204 – Uninteresting Sin

When God thinks about us, He is not mostly interested in how much we need forgiveness from sin. He sees us how an adult sees a child: Filled with potential, mostly adorable, and a future that’s bigger than the past, despite the need for replacing broken things and the occasional spanking.

It is remarkably, boringly normal for new Christians to be over-obsessed with their own sin. This immature obsession centers on the question: To sin or not to sin? When young Christians sin, they feel terrible and wonder whether God will forgive them. Before they sin, they are obsessed with how desirable sin can seem. They’re undone by other people’s sin. It’s embryonic.

We outgrow sin by growing in God. Think about Heaven. This is not thinking about “going to Heaven”, because Heaven is not any destination. Heaven is our spiritual origin, the power in our hearts, and the source of glory that we expand to the world around us. Don’t think about Heaven as some boring, celestial cloud; think about Heaven to understand what God wants you to carry in your heart everywhere you go.
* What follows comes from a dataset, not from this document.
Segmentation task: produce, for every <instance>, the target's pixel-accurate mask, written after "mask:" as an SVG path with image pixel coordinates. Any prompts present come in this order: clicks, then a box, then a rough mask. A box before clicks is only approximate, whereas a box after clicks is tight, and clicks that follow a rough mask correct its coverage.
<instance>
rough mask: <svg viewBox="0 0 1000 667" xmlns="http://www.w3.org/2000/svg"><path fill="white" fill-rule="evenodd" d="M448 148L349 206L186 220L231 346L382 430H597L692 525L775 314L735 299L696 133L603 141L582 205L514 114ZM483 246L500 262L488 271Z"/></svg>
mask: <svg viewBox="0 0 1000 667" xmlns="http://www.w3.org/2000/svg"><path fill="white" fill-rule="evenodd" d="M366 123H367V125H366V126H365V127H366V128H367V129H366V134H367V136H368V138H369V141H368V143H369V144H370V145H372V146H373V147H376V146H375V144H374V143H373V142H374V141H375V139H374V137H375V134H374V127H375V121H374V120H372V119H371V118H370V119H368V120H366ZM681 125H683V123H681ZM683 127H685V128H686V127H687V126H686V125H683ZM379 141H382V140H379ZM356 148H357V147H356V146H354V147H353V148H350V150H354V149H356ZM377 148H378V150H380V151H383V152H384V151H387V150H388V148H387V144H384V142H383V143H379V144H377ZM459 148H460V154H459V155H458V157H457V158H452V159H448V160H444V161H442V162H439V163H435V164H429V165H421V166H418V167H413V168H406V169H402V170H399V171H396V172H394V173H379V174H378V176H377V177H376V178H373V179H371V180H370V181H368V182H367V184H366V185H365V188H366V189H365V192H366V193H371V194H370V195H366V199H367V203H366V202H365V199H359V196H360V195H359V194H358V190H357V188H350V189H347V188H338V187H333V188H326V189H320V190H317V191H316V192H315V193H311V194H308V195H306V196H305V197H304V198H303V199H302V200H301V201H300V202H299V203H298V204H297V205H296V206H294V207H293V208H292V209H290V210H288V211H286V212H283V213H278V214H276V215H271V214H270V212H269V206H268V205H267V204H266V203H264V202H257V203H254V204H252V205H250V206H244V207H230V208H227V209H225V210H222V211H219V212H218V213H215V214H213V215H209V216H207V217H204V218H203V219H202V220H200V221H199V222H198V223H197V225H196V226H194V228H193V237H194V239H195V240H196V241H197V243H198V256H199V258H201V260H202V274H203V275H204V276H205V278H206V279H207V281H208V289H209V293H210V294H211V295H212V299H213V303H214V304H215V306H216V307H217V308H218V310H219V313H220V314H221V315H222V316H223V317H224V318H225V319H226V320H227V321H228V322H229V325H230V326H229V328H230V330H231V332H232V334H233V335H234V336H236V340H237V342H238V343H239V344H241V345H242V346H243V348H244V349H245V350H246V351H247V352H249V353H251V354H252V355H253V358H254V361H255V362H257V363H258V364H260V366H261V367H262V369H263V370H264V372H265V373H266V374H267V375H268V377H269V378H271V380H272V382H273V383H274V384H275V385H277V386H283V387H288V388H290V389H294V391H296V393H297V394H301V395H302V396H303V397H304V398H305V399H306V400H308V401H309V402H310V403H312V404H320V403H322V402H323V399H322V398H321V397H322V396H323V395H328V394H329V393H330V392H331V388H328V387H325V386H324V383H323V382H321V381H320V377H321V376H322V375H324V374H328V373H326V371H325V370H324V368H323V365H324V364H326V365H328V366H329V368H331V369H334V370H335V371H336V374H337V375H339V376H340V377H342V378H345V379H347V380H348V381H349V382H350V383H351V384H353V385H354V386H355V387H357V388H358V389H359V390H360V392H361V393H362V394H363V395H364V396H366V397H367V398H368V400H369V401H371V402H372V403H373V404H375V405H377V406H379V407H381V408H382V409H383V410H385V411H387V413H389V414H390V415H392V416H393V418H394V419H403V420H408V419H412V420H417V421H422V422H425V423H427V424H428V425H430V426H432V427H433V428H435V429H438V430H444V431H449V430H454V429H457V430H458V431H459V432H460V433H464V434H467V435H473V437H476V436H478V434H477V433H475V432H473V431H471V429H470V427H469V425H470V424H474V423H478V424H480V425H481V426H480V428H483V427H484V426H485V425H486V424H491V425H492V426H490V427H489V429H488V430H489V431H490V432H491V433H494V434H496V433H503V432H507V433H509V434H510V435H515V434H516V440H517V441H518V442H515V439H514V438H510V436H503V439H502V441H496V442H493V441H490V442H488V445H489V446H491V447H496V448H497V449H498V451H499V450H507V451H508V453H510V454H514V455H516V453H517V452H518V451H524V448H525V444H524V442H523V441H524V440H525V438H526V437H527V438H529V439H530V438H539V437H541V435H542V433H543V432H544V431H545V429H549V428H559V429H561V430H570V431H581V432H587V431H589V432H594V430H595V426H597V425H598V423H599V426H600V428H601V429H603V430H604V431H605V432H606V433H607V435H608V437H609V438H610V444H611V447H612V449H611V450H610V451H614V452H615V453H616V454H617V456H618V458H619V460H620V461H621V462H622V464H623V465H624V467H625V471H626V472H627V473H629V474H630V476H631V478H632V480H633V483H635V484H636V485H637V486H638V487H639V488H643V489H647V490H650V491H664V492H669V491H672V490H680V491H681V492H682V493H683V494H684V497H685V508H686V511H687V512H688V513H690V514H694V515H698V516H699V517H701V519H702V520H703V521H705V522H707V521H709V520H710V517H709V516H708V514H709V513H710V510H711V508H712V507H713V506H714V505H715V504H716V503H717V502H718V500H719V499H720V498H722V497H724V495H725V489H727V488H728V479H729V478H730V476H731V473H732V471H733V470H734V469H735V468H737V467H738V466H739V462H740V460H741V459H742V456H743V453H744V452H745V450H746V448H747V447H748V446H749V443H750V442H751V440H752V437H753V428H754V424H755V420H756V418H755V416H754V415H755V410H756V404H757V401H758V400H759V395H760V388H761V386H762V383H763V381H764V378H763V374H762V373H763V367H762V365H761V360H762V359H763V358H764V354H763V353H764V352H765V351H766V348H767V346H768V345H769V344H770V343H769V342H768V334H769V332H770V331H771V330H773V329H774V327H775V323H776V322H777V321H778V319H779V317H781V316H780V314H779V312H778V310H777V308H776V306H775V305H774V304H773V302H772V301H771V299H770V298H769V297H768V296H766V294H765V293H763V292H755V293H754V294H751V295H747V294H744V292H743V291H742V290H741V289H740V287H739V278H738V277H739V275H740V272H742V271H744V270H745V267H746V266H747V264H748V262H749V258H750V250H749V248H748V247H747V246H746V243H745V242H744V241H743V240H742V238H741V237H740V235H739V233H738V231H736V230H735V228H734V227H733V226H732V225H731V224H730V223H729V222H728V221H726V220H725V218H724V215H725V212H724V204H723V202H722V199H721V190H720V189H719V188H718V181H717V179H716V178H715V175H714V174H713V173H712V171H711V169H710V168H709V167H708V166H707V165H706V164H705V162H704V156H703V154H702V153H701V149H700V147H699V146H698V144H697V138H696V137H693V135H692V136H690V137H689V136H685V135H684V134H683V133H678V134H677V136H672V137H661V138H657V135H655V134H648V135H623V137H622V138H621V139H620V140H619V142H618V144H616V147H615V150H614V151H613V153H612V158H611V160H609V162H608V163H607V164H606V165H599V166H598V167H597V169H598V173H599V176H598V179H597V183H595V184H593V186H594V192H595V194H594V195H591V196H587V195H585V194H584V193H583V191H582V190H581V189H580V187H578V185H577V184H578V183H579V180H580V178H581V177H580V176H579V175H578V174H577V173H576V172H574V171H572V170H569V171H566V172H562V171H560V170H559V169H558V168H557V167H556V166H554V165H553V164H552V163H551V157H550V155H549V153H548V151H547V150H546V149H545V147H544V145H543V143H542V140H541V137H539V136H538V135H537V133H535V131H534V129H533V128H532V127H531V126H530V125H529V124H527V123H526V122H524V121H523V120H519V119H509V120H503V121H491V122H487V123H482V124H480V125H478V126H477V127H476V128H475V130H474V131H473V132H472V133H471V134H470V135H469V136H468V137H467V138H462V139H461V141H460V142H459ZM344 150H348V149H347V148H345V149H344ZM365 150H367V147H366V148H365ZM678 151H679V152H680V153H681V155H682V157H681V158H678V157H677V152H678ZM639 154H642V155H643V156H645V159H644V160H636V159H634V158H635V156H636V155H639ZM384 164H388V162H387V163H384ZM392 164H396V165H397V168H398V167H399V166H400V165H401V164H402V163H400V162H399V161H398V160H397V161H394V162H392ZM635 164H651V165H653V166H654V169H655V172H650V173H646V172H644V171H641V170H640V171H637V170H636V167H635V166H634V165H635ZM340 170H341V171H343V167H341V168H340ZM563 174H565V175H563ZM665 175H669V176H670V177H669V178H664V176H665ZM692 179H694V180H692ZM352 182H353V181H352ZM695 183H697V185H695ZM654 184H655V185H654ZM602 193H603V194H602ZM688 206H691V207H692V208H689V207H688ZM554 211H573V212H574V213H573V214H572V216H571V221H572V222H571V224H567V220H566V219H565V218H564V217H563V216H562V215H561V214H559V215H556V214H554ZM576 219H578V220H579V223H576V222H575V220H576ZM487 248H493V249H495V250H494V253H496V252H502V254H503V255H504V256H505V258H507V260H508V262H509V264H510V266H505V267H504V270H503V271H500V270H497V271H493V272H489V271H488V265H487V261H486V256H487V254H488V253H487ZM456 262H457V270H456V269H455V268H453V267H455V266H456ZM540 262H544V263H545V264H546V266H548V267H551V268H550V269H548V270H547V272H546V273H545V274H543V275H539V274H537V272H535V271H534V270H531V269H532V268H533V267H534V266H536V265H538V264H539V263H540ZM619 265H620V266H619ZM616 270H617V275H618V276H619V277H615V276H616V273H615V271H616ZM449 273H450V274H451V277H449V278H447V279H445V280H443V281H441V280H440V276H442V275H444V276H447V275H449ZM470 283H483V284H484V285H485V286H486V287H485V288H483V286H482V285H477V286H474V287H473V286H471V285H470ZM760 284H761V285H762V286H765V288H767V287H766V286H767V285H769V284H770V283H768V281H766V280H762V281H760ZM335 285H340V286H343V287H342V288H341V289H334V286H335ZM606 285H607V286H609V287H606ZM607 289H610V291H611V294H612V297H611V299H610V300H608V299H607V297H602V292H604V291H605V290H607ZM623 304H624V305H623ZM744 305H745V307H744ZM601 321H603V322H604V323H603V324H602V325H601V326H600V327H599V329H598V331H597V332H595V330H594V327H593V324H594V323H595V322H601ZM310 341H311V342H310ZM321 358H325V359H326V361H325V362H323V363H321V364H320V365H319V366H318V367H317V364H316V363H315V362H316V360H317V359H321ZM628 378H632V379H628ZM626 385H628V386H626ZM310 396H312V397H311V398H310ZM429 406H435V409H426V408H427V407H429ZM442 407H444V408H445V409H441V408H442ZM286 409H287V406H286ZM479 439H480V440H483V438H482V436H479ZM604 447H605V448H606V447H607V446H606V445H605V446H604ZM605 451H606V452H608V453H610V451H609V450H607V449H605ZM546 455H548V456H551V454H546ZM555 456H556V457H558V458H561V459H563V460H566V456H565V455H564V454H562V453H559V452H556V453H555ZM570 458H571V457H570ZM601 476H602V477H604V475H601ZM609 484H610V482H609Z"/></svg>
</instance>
Of course, to understand Heaven you can’t just guess or rely on your own “wicked, little” imagination, and you especially can’t learn about Heaven from sinful pop culture’s fiction about demigods in outer space. You’ll need to read God’s Word to understand Heaven, first through virtue, then through Isaiah’s, Ezekiel’s, Daniel’s, and John’s visions of God—and from the Book of Enoch (1 Enoch).

The more you understand Heaven in your own heart, the more boring sin will seem. Temptation to sin won’t grip you, you’ll just be bored sick thinking about it.

When it comes to other people’s sin, that won’t shock you either. You’ll be sad, but not undone, nor will you have some new, lowly view of people when you learn what they did wrong. In fact, the more you understand God, the more you will understand how incredibly much so many people have been forgiven so immensely. As we mature, God gives us insight about other people’s struggles—sinful or otherwise—as we get bored with any kind of sin and more fascinated with God.